New Delhi: Astronomers have detected a new active galaxy. It has been identified as a distant gamma ray emitting galaxy. This active galaxy is called the Nero line Seifert-1 (NLS-1) galaxy.

It is about 31 billion light squares behind. This discovery paves the way for further exploration. In 1929, Admin Habbal discovered that the universe was expanding. Since then it has been known that most galaxies are falling away from us. The light from these galaxies is diverted to a longer radio wave. This is called red shift. Scientists are exploring this turn of galaxies so that the universe can be understood.

Scientists at ARIES, an autonomous institute in the Department of Science and Technology, studied about 25,000 brightly active glacticonuclei (AGNs) from the Sloan Digital Sky Survey (SDSS) in collaboration with researchers from other institutions and found that a bizarre mass at high redshifts (from a More) is emitting high energy gamma ray. SDSS is a major optical and spectroscopic survey used in the past 20 years to visualize celestial bodies. Scientists have identified it as gamma ray emitter NLS-1 Glaxy. It is rare in space. Sources of particles in the universe travel at the speed of light. These sources are driven by AGNs driven by large blackhole energies and are hosted in a massive elliptical galaxy. But gamma ray emission from NLS-1 challenges how relativistic particles form because NLS-1 is a unique class of AGN that receives energy from a low-mass blackhole and is hosted in a rotating galaxy. So far gamma ray emission has been detected in approximately one recorded NLS-1 galaxy. These are separate sections of AGN identified 4 decades ago. All have turned to long radio waves. All are smaller than each other and have yet to find a way to detect NLS-1 larger than each other at red shift. This discovery will pave the way for the detection of gamma ray emitting NLS-1 galaxies in the universe.

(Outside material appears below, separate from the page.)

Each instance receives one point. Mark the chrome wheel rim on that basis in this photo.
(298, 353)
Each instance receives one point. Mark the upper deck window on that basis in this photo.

Scientists used the world’s largest ground telescope, the US-based 8.2 M Subaru Telescope, for research. This helped in the new method of detecting NLS-1 of high redshift. Earlier these galaxies were not known. The new gamma ray emitting NLS-1 is formed when the universe is 4.7 billion years old compared to the current 13.8 billion old universe.

The research was led by Dr. Shubhendu Rakshit, scientist of ARIES. It was supported by Malte Shrem (Japan), CS Stalin (IIA India), I Tanaka (US), Vaidehi S Palia (ARIES), Indrani Pal (IIA India), Zari Kotilainen (Finland) and Jaising Shin (South Korea). This research has been accepted for publication in the Monthly Notices of the Royal Stronomical Society Journal. Inspired by this discovery, Doctor Rakshit and his collaborations are interested in discovering the capabilities of the TIFR-ARIES Near Infra Red Spectro Meter on ARIES’s 3.6M Devastal Optical Telescope (DOT) to generate gamma ray emission on large red ship NLS-1 Galaxies can be detected.